A note on Starlink Enterprise services
Starlink enterprise plans run on the same low-Earth orbit satellite network as other Starlink services, but they are structured differently depending on:
• Whether a site is fixed or mobile
• How consistently capacity is required
• The operational environment (land, vehicle, or maritime)
• Hardware form factor and mounting requirements
All enterprise plans benefit from priority network access and are intended for professional use.
In practice, many organisations pair Starlink with additional network services such as SD-WAN, static IP addressing, and secure routing to ensure the connection fits cleanly into their wider IT and security architecture.
Beyond the Starlink plan: network control and enterprise features
A Starlink enterprise package defines the satellite access service and hardware, but many organisations require more than raw connectivity.
Enterprise environments often need control, visibility, and policy enforcement across their WAN. This is commonly achieved by layering additional network capabilities over the Starlink link, including:
• SD-WAN overlay for intelligent traffic routing
• Static public IP addressing for secure remote access and system integration
• VPN and encrypted tunnel configuration
• Automatic failover between satellite, cellular, and terrestrial links
• Usage visibility and performance monitoring
These features are not part of standard Starlink packages but are frequently required for business-critical operations.
Fixed Site Priority Service
Overview
Fixed Site Priority is designed for organisations operating from a defined, long-term location. It provides priority data and consistent performance for teams that depend on stable connectivity day to day.
Typical characteristics
• Registered to a fixed service address
• Supports higher user counts and sustained demand
• Suitable for permanent or semi-permanent installations
Common use cases
• Remote offices and operational hubs
• Long-duration construction projects
• Warehouses and logistics facilities beyond fibre coverage
This option is often chosen where Starlink will act as either a primary connection or a resilient secondary link at a known location.

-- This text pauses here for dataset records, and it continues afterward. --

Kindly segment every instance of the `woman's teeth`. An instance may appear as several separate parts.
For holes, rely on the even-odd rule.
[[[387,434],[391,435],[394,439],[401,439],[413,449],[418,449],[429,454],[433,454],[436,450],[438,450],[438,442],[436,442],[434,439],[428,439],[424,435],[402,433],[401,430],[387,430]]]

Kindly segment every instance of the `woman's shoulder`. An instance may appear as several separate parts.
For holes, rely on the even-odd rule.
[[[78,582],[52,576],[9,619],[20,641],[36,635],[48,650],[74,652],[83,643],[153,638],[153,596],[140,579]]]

Priority Mobile (Land Mobility)
Overview
Priority Mobile plans are built for organisations that operate across multiple locations and require service continuity while moving or redeploying frequently.
Typical characteristics
• Usable across broad geographic areas
• Supports temporary and mobile deployments
• Compatible with vehicle-mounted installations when paired with appropriate antennas
Common use cases
• Emergency response and disaster recovery teams
• Mobile command and control units
• Defence and field operations
• Broadcast and production crews on location
This option provides flexibility for teams whose operating environment changes regularly and where fixed service addressing is not practical.
Maritime Enterprise Services
Overview
Maritime plans are purpose-built for offshore and at-sea operations, with coverage models and service terms tailored specifically to maritime environments.
Common use cases
• Commercial vessels
• Offshore energy and infrastructure
• Research and survey vessels
• Security and support fleets
These services are intended strictly for maritime use and differ from land-based plans in coverage scope and pricing structure.
Choosing the right Starlink enterprise option
Selecting the appropriate Starlink enterprise plan usually comes down to a few practical questions:
• Is the operation fixed, mobile, or hybrid?
• How many users and systems must be supported?
• What physical environment will the equipment operate in?
• Is the deployment short-term, long-term, or repeatable across sites?
• Will the connection need static addressing or secure inbound access?
Answering these early helps ensure the service tier, hardware, and network design are aligned from the outset.
Where Brdy adds value
Starlink provides the satellite access layer, but enterprise performance depends on how connectivity is designed, managed, and integrated.
Brdy delivers Starlink enterprise services as part of a managed connectivity solution that can include SD-WAN, static IP services, secure routing, and multi-link failover design. This allows organisations to combine Starlink with fibre, 4G/5G, or additional satellite services into a resilient, policy-controlled network rather than relying on a single access path.
This approach is particularly valuable for organisations operating in remote, mobile, or mission-critical environments where uptime, visibility, and control are critical.
Final thoughts
Starlink enterprise plans offer flexible, high-performance connectivity for a wide range of professional use cases, but the access service alone is only one part of the solution.
For most organisations, the real operational benefit comes from pairing the right Starlink plan with strong network design — including SD-WAN, static IP addressing, secure routing, and failover strategy.
Choosing the right plan and integrating it correctly ensures Starlink delivers not just connectivity, but resilience.